31. Match your treats with savings. If you treat yourself while running errands, put the same amount into your savings account. For example, if you buy yourself an ice cream after a day running errands, put the same amount into your SS. If you can’t afford to match, you can’t afford the treat.
32. Find cheaper parking, even if it means walking a few blocks to work (free exercise!) Bank the savings in your special account (Tip #21).
33. Resell unused gift cards. GiftCards.com shares five sources for offloading gift cards taking up space in a desk drawer. You might not get full value for them, but you’ll get more than letting them gather dust.
34. If you absolutely must use a credit card, use one which gives cash back. USAA and Capital One are two to consider. MoneyCrashers has a comprehensive list of the 14 best, listed by reviews and comparisons.
35. And last, but not least, start a side hustle. Here’s a great list to get you started, from Budgets are $exy.
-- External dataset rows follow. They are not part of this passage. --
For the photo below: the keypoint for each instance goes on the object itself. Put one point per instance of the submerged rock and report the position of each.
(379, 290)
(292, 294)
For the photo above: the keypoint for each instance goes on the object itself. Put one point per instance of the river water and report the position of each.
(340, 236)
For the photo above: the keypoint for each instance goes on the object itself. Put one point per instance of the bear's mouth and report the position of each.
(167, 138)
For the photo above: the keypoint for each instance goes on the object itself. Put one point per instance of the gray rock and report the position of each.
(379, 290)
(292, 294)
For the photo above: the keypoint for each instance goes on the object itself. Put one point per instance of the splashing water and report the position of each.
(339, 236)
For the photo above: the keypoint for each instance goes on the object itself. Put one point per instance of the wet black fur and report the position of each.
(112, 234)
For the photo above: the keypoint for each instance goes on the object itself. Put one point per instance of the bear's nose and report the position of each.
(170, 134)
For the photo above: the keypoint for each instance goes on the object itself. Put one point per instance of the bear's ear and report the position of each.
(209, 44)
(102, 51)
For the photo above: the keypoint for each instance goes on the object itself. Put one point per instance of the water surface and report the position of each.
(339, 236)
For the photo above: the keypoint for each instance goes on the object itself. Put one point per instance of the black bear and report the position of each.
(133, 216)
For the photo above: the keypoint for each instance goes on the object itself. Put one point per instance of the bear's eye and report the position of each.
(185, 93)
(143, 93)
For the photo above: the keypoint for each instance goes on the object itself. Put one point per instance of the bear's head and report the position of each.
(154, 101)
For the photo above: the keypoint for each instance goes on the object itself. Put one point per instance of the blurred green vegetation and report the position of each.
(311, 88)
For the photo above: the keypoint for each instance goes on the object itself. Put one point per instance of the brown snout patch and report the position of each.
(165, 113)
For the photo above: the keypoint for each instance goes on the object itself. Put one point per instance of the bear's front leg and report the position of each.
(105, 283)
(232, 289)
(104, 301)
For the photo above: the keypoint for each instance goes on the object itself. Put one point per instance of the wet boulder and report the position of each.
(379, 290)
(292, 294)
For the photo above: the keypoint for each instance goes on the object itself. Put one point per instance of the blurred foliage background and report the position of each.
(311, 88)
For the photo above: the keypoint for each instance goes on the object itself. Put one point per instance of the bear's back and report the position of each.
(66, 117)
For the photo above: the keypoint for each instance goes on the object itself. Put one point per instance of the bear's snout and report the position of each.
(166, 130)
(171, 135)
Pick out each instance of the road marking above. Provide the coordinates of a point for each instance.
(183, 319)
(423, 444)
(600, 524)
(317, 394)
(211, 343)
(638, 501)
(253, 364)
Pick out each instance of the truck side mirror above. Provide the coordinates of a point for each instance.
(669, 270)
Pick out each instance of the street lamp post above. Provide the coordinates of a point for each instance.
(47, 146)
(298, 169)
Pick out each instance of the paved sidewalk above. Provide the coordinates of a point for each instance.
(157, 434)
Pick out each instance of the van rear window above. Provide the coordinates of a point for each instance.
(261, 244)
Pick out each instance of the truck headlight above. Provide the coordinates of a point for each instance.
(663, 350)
Some of these savings will add up slowly over time. Others will put bigger chunks of cash in your wallet (er, special savings account).
Keep track of your savings. Check out the Challenge Everything blog post on Budgets are $exy. It’s a real eye opener and will help you pinpoint your monthly expenses to see where you’re bleeding money and where you can painlessly cut back.
Because that’s the whole point here — putting cash in your pocket without feeling cheated or pinched.